Caught Up Vice President Geoffrey Bar-Lev said in today’s economy the profit margin for this business is relatively low. However, the demand for the publication in smaller communities has remained the same.
The business makes money even if the lives of the people who make up its content have changed, which leaves someone like McMahon out of luck.
Several clients have asked Kavan Singh-Grover, an Atlanta-based criminal defense attorney, about removing their mug shots from the sites and about what legal action can be taken.
“They are using a person’s image for commercial gain without their permission,” said Singh-Grover. “To me, its extortion, maybe not legally, but the common use of that term.”
Singh-Grover said legally, there is nothing that can be done. The only thing that could stop the publications and websites is legislation that forbids them. That legislation does not exist.
Caught Up’s Broderick said she understands the concerns and said other publications might have a lower standard, but their purpose is to encourage safety in communities, not promote public humiliation.
“People think we are in the business to mock,” Broderick said. “They believe that we have photos of a person who has been arrested to allow the community to thumb their nose at and that’s not our purpose. If people find some of the mug shots amusing, that’s more or less a side effect.”
McMahon isn’t laughing.
“But that’s the main way they make profit, right,” he said. “We can read a paper without looking at a picture and know that seven people were arrested for DUI — we don’t need the picture. It just — to me — seems like the way that they’re making money is because the pictures are pathetic or sometimes funny.”
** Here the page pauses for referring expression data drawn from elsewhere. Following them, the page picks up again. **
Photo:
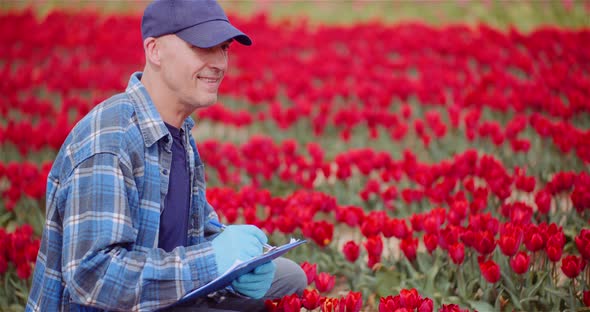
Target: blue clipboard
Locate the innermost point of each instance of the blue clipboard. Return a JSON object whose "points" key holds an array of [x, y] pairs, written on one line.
{"points": [[237, 270]]}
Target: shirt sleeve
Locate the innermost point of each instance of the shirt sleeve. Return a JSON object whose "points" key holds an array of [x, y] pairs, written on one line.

RemoveSlander.com is a website that erases mug shots from the Web once a person has been legally cleared. The site said it uses “trade tools” to eliminate the mug shot. Spokesperson Philip Lee said he does not feel RemoveSlander.com should be “affiliated with the mug shot website.”
RemoveSlander.com via ImageMax Mugshot Removal said it is the first reputation management firm to offer the service. For $399, RemoveSlander.com allows a customer to specify one website from which to have a mug shot deleted. For $699.00, the mug shot is removed from three sites. Remove.Slander.com has 14 business days to remove the mug shot from the website and Google or the customer gets their money back. If a customer has multiple arrests with more than one booking photo, that costs more.
In his suburban Atlanta home, McMahon seems at peace with his new life and everything that comes with it. However, he’s eager to talk about his past if it means more people are aware of publications like Caught Up and sites like RemoveSlander.com.
“I’m human, I made a couple of mistakes — it’s not a secret I made more than one,” McMahon said. “Everyone has a past. It’s just unfortunate that mine is exploited for profit.”